Pratilomajas were regarded as 'viler and more condemnable' and denied the privilege of doing religious rites'. They were required to have social intercourse only among themselves. Like higher castes the son inherited the property of his own father. 'To relinquish life, without any consideration for reward, in order to save a Brahmana or a cow or for the sake of a woman or child, confers heavenly bliss even upon base castes.' (Vishnu Chap. XVI-18).

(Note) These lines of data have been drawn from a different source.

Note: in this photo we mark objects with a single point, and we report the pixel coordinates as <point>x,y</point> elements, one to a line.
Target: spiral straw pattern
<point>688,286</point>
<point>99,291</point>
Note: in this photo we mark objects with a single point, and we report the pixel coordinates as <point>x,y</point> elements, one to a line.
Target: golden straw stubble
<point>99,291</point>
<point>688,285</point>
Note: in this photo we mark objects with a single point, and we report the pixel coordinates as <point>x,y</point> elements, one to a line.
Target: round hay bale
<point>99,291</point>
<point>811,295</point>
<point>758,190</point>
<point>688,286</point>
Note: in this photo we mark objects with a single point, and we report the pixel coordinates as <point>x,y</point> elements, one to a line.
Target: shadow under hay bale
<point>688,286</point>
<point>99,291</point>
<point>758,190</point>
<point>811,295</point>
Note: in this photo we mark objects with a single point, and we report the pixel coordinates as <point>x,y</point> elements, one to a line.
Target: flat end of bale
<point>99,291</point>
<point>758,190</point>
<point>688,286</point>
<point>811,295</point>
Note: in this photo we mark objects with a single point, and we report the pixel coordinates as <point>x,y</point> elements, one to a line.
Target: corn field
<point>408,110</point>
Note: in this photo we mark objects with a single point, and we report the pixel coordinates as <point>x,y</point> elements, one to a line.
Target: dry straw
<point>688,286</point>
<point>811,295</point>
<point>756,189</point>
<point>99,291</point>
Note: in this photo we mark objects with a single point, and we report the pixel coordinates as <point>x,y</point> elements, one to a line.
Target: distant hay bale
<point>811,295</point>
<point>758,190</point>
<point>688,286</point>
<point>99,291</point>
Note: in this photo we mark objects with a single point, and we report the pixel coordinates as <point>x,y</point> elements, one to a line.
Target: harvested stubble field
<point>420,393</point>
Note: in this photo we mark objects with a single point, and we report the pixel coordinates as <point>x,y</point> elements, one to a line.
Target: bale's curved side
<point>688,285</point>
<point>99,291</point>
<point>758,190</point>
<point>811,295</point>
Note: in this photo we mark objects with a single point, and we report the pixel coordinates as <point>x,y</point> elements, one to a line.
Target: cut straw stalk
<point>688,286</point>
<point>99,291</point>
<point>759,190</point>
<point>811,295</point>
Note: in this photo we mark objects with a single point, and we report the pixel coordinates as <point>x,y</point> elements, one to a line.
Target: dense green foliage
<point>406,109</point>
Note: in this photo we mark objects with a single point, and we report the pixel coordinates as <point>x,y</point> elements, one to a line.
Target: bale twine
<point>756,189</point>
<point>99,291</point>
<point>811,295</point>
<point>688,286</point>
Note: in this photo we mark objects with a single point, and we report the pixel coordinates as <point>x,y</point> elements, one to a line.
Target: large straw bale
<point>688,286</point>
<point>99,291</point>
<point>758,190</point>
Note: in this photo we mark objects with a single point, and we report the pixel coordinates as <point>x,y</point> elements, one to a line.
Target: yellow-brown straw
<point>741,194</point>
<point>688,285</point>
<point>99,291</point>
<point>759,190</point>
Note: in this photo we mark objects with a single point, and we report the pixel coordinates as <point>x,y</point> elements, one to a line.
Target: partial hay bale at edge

The Chandala with his Progeny was specially marked out for legislation of the very severest kind that one could conceive of in any code either religious or worldly. The transgression of a Brahman woman was regarded as the most heinous sin imaginable and her children born of a Sudra father were regarded as being unendurable in this world and were denied even the faintest kind of protection in the eye of the Dharma. Some of the smritis such as Manu, Parasara, Vasishta have got some thing to say about the Chandala and if we judge from the severe prohibitions laid down by them, to regulate the conduct of the superior castes in their daily life with him, we are led to think that such an inhumanly unsympathetic attitude could not have proceeded had they not aimed at his total extinction from the face of the earth, though the conjecture that much of what the legislators wrote were but mere records of customs prevalent at the time goes a little way to mitigate the extraordinary rigour of their procedure. Manu says: "Doing their proper works, these castes shall live in the forest, or about cremation-grounds, or on hill tops or underneath the lordly trees. Chandalas and Svapachas (lit. dog eaters) shall live at the outskirts of villages, they shall use no utensils; dogs and asses being their only wealth. They (Chandalas, etc.) shall wear the apparels of corpses, eat out of broken pots, wear ornaments of steel and live a nomadic life. One, while doing a religious rite, must not see or speak to them (Chandalas); they shall carry on their monetary or matrimonial transactions among members of their own caste. One shall cause food given to them through his servants in broken saucers; and they must not be allowed to roam about in a village in the night. Stamped with the signs of King's permits on their persons, they shall enter the Village on business (i.e. for the sale or purchase of goods) in the day and the decision is that, they shall remove the corpses of the friendless deceased (from Villages). They shall kill, according to the rules of the Sastra, criminals punished by the king with death, and take the bedding and wearing apparels of the executed convicts." (Manu Ch. X. v. 50-56).
INTER-DINING.
Inter Dining is one of the social questions awaiting solution. From the citations above made it must be clear that intermarriages of the Anuloma kind were recognised with some unwillingness. And intermarriages could not have been done without dining between the parties. Besides, there was permission for the twice-born members to take food from those Sudras who though not connected by marriage had yet some kind of social intercourse such as friendship with the family, cultivation of the fields. Manu, Yajnavalkya, Yama, Parasara, Gautama, and Vishnu did not consider it punishable for the twice born to accept boiled rice from a barber, a cowherd, a servant and such others. This is a question which is beset with much difficulty and orthodoxy feels itself injured if Inter-Dining should take place among the members of several castes. It will not therefore be wearisome and uninstructive if all the available authorities on the subject are given and pressed to the attention of the public.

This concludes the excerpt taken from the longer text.